Indeed, there is now emerging evidence to suggest that a cynical and jaded generation of Bahamians have developed within its ranks an attitude towards life, which sees little outrage in anything. There is also disturbing evidence suggesting that many young Bahamians are prepared to do practically anything at anytime if it would assist them in 'getting over'. To say the least, this is no way to build a nation.
Finally, Peace In The Middle East?
There is today hopeful news to the effect that peace in the Middle East might yet be given a chance.
As reported from Jerusalem by Dan Perry and Karin Laub: "Islamic extremists agreed to halt attack on Israelis for three months, Palestinian negotiators said Wednesday. But the tenuous deal was immediately undercut by an Israeli air strike and Hamas treat of revenge.
Ending 33 months of violence is a necessary prelude to the U.S.-backed "road map" peace plan aimed at establishing a Palestinian state by 2005.
Despite the truce accord, which some Hamas officials denied, there was no sign of a letup in the bloodletting. Four Palestinians were killed in Gaza, including two in a helicopter attack that Israel said was aimed at a squad preparing to launch rockets.

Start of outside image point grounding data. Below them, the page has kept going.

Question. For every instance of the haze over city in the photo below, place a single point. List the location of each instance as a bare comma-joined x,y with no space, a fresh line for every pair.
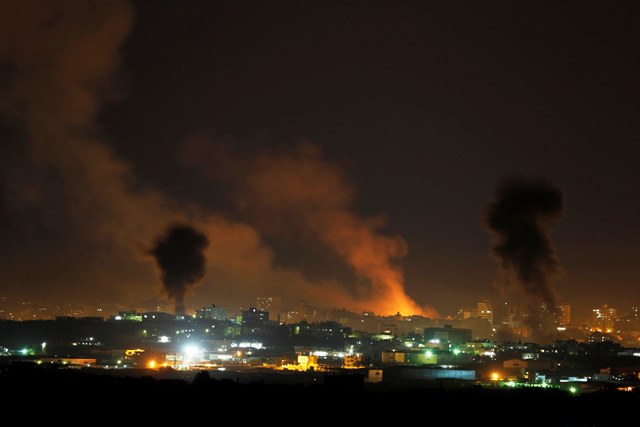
414,157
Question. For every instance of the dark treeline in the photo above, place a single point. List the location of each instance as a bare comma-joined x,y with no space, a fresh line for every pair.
74,392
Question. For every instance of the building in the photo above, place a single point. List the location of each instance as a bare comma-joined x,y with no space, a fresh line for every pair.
447,334
564,314
213,312
484,310
254,315
604,318
271,304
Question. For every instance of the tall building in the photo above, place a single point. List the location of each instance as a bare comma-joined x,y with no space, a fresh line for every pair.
214,312
563,312
272,304
254,315
484,310
604,318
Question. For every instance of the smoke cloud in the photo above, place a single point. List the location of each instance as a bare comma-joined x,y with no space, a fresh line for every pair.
518,218
65,194
297,190
181,260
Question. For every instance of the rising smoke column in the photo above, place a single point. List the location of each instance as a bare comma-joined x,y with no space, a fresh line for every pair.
296,189
518,218
180,257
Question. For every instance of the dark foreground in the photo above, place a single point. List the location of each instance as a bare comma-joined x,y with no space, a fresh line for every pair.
78,397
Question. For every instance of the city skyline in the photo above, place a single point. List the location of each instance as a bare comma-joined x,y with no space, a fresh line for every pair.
352,160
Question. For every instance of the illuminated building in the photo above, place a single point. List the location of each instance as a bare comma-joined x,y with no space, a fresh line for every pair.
255,315
564,314
447,334
214,313
603,318
484,310
271,304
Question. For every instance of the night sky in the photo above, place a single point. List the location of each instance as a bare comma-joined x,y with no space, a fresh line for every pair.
329,151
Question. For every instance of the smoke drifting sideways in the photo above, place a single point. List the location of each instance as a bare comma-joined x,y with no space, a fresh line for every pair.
297,189
66,194
180,257
518,218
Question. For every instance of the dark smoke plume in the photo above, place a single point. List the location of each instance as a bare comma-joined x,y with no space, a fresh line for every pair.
180,256
517,217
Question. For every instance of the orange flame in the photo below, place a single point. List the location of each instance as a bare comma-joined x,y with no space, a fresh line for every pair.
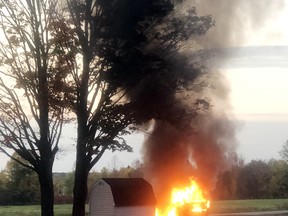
185,201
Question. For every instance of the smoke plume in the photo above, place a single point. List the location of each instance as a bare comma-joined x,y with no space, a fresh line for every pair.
171,154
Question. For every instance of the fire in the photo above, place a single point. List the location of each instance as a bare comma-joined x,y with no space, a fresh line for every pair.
185,201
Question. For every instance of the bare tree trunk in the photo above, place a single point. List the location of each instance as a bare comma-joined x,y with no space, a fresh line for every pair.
46,188
80,190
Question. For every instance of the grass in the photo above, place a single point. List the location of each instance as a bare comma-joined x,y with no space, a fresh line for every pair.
231,206
228,206
34,210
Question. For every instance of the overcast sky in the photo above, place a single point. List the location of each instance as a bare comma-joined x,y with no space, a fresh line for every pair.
259,97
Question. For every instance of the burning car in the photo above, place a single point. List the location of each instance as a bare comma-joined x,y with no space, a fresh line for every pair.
187,201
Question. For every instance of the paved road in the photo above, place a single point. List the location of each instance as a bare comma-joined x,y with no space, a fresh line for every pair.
253,213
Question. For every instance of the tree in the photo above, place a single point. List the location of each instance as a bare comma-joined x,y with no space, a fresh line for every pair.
30,97
284,151
131,67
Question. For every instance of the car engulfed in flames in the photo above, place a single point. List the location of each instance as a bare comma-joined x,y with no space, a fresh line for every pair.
187,201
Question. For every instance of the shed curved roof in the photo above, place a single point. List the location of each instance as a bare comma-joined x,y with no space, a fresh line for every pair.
131,191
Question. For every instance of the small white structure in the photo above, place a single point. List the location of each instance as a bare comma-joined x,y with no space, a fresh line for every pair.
122,197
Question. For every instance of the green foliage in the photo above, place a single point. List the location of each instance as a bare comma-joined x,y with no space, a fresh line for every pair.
255,180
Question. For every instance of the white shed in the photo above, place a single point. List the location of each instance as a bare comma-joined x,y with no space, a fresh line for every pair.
122,197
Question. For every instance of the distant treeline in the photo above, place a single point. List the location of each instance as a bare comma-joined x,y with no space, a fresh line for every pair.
257,179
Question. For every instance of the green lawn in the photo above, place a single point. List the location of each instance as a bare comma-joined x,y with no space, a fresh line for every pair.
248,205
216,207
34,210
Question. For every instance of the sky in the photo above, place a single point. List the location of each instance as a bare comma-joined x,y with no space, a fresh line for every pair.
258,96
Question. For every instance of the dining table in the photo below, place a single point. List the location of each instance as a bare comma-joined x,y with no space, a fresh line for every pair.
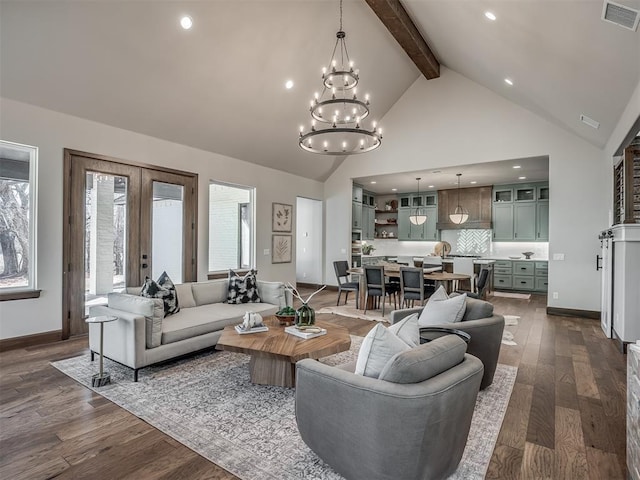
446,279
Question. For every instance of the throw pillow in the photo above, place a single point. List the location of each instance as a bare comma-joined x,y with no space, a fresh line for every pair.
376,350
163,289
408,330
243,289
442,309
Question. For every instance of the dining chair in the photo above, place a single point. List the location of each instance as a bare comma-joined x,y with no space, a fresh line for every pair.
341,268
413,287
464,266
378,288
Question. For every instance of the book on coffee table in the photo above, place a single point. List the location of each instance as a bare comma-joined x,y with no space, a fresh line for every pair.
242,331
293,330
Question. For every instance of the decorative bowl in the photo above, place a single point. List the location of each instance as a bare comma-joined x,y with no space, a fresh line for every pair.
286,319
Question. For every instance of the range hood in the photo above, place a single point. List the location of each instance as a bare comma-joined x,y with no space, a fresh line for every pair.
477,201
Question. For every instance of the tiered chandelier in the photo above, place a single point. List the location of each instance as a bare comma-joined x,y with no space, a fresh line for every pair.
337,113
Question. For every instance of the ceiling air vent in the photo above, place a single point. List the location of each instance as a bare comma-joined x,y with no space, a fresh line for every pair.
620,15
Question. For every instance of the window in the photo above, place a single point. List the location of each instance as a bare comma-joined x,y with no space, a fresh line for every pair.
17,217
231,227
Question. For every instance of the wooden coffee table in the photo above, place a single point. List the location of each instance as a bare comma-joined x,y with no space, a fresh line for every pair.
274,353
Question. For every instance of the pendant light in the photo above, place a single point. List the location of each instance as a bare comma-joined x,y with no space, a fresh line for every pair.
418,217
459,215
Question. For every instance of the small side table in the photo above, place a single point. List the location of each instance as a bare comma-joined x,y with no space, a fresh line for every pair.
101,379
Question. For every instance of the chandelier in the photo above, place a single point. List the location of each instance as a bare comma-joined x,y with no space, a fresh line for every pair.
459,215
337,113
417,217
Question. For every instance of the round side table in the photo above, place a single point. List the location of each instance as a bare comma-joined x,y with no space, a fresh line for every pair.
101,379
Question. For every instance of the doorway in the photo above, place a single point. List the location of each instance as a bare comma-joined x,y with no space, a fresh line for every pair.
308,241
123,222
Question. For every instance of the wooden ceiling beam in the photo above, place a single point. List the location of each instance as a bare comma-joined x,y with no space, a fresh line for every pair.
397,20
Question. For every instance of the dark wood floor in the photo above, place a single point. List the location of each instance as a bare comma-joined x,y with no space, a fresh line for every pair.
565,420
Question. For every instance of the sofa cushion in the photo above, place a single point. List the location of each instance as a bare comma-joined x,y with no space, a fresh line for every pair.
185,295
191,322
213,291
150,308
377,348
407,330
272,292
153,289
442,309
425,361
243,289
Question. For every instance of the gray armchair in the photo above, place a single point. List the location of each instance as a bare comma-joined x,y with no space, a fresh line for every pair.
484,327
376,429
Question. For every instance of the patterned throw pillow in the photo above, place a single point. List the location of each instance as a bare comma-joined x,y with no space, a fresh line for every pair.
243,289
164,289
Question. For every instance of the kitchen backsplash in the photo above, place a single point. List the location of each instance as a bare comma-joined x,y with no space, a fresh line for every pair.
463,242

President Bush reacted coolly to reports of a cease-fire signed by Hamas, Islamic Jihad and Yasser Arafat's Fatah. "I'll believe it when I see it," he said at a Washington news conference, echoing Israel in insisting that the real test is whether Palestinian security forces will disarm extremist groups.
Israeli officials said Wednesday that a truce was an internal Palestinian issue and they would judge the Palestinian Authority solely on results. Officials have been highly sceptical of the truce idea, fearing it is a ploy to enable extremists to regroup for more attacks.
Palestinian Prime Minister Mahmoud Abbas has ruled out force to disarm the groups, fearing it could lead to a civil war.
The emerging deal was shrouded in some confusion, with Hamas leaders in the Palestinian areas strenuously denying it has been finalized. Its fate was further thrown into question by the Israeli air strike, which killed two bystanders in the Gaza strip."
Only time will tell if this is finally the beginning of the end of a bloody cycle of violence, which has destroyed the lives of so many innocent people.